Polly Wynne is on a scientific mission on Venus, while her brother, Casper Wynne, is on a similar mission millions of miles away on Mars. Fueled by a healthy dose of sibling rivalry, the two place a friendly wager: whoever can complete a full revolution around their respective planets the fastest wins a free dinner. While the first 24 hours look very promising for both parties, the excitement does not last long. A violent wind storm knocks Casper’s communications out and leaves Polly uncertain of his fate. Polly must now use every tool in her arsenal to figure out a way to help her brother.
The story was more or less a middle-of-the-road piece for me: an interesting premise (e.g. flying airship on Venus) brought down by a not so interesting execution.

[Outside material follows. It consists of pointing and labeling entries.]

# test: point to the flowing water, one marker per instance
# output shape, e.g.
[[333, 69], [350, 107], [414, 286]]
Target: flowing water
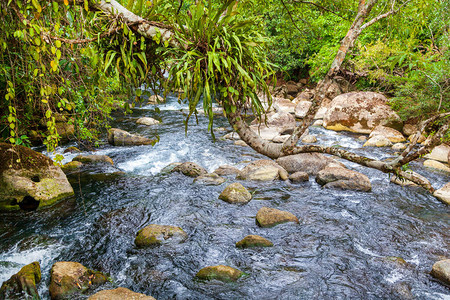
[[348, 244]]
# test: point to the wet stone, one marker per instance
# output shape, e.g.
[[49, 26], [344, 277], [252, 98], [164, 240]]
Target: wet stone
[[155, 235], [235, 193], [119, 294], [23, 284], [254, 241], [221, 272], [269, 217]]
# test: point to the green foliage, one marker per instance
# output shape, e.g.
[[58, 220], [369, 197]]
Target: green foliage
[[222, 59]]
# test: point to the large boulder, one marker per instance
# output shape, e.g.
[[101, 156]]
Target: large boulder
[[434, 164], [93, 159], [302, 108], [441, 270], [391, 134], [147, 121], [221, 272], [226, 170], [310, 163], [155, 235], [440, 153], [251, 241], [273, 125], [263, 170], [68, 279], [119, 294], [119, 137], [235, 193], [269, 217], [209, 179], [29, 180], [443, 193], [283, 105], [23, 284], [190, 169], [360, 112], [341, 178]]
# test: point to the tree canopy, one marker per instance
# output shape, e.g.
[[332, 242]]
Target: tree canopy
[[79, 57]]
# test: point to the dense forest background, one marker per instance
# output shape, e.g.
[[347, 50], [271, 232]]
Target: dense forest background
[[66, 62]]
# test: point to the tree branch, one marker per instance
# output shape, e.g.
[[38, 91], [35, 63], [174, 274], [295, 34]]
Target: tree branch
[[385, 15]]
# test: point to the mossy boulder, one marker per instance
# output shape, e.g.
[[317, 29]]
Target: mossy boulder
[[68, 279], [190, 169], [154, 235], [29, 180], [71, 165], [93, 159], [441, 270], [119, 294], [235, 193], [23, 284], [269, 217], [210, 179], [220, 272], [119, 137], [263, 170], [251, 241]]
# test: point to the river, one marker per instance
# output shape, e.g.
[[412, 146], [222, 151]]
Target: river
[[348, 245]]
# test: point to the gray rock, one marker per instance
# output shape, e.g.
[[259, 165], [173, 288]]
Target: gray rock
[[299, 177], [190, 169], [341, 178], [269, 217], [441, 270], [23, 284], [119, 137], [209, 179], [310, 163], [263, 170], [155, 235], [32, 182], [235, 193]]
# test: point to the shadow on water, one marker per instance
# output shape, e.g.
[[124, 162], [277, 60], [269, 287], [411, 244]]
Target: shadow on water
[[348, 245]]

The author structures the plot cleverly enough to maintain a well-balanced thread of suspense throughout the story, keeping the stakes high until the very end. On the other hand, I found the prose clunky and filled with unnecessary exposition. I can’t help but think that another round of editing would have benefited this story greatly.
Lastly, I’ve never been one to nitpick the science in science fiction, but there are a few things here that might make the reader raise an eyebrow or two. For instance, why did the Mars rover have to resort to Morse code to send its distress signal? If the mic was broken, couldn’t they have send a written message? Or shouldn’t the rover have a dedicated — and separately powered — SOS system? The use of Morse code instead does not seem sufficiently justified.